Anyway, even in subsequent times, there was much intercourse between the Sinhalas and Tamils, without there being necessarily any unfriendly feelings ( although admittedly there were many invasions from time to time). We have even inscriptional evidence of a Tamil presence in early Anuradhapura, as peaceful members of the community. How many of us have heard of an inscription written in early Brahmi script, using the Sinhala Prakrit language, existing in the neighborhood of Abhayagiriya, indicating some structure erected for the use of a group of Tamil persons – with their personal names also indicated (vide page 59, Sinhala Shilaa Lekhana Sangrahaya by Nandasena Mudiyanse, publisher S.Godage)
The first recorded South Indian invasion occurred when two Tamils Sena and Guttika wrested the kingdom from King Suratissa in the 2nd Century B.C. The Mahavansa ( Geiger translation – p 142/143) says ” Two Damilas Sena and Guttika….conquered the king Suratissa …..and reigned…. for 22 years justly” (my emphasis) There is no denouncing of the Tamil conquerors. The description of the reign of the next Tamil conqueror, Elara, was even more generous. The Mahavansa (Geiger -p 143-145) devotes no less than 20 Pali stanzas to extol his virtues (some, obviously exaggerated).Then, after Dutugemunu’s victory over him, the first act of the victor, to his eternal credit, was to perform the funeral rites of his fallen enemy with royal honours, erect a monument in his honour and decree that even royals passing that site must pay due honour – MV p.175 (a decree that even as late as 1818 Keppetipola Nilame fleeing the British after the failure of his rebellion is reported to have obeyed).

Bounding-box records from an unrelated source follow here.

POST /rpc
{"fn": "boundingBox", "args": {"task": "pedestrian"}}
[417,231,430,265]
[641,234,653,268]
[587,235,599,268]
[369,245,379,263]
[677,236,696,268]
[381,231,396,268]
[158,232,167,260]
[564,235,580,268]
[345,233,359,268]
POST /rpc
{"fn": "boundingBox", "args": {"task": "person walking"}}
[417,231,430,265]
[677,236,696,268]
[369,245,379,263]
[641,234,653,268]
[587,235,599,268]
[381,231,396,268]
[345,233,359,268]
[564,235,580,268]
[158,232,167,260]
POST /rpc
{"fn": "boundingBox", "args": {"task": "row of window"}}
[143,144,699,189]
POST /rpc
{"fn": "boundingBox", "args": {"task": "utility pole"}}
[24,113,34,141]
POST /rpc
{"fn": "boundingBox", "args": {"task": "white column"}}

Many Sinhala kings sought their consorts or consorts for their siblings in the Dravidian royal courts of South India. At the beginning, even Vijaya himself reportedly sought and obtained his queen from the royal court of Madura in South India. Vijayabahu I whose own queen was from Kalinga gave his sister Mitta in marriage to a Pandyan prince who became eventually the paternalgrand father of Parakramabahu the Great (who therefore had Pandyan blood in his veins). Parakramabahu had two generals named Rakkha and Aditya who are both referred to in the Mahavansa as Demala Adhikari ( Ch. 75 & 76) . In the Kotte royal court of later times, we see the presence of many Perumals in responsible positions.
Even Sapumal Kumaraya was originally Sembahap Perumal, reportedly the orphaned son of an aristocratic Keralite warrior who died in combat in the service of Parakramabahu VI. Sapumal ascended the throne later as Buvanekabahu VI. In the early Kotte period, it is also intriguing that the Chinese admiral Zhen He, who carried off Vira Alakeshvara to China as a prisoner, erected in Galle a trilingual stone inscription, using the Chinese, Persian and Tamil languages. In the Kandyan kingdom, kings from Rajasinghe II appear to have sought consorts from Madura resulting in the mothers of Vimaladharmasurya II and Narendrasingha- the reputed last Sinhala king, being South Indian Tamil princess).

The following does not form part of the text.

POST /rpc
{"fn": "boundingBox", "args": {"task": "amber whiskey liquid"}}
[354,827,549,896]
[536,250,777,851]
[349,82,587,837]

I have already referred to the in-migration of large groups from South India in the 14th or 15th centuries, now indistinguishably part of the mainstream. It is known that certain Kandyan aristrocrats of the present day have acknowledged their South Indian (though Brahmanic) provenance. Few knowledgeable people in the country today are not aware of the comparatively recent, documented and admitted, South Indian antecedents of some very prominent Sinhala leaders of the present day. Such information has even ceased to be of much interest.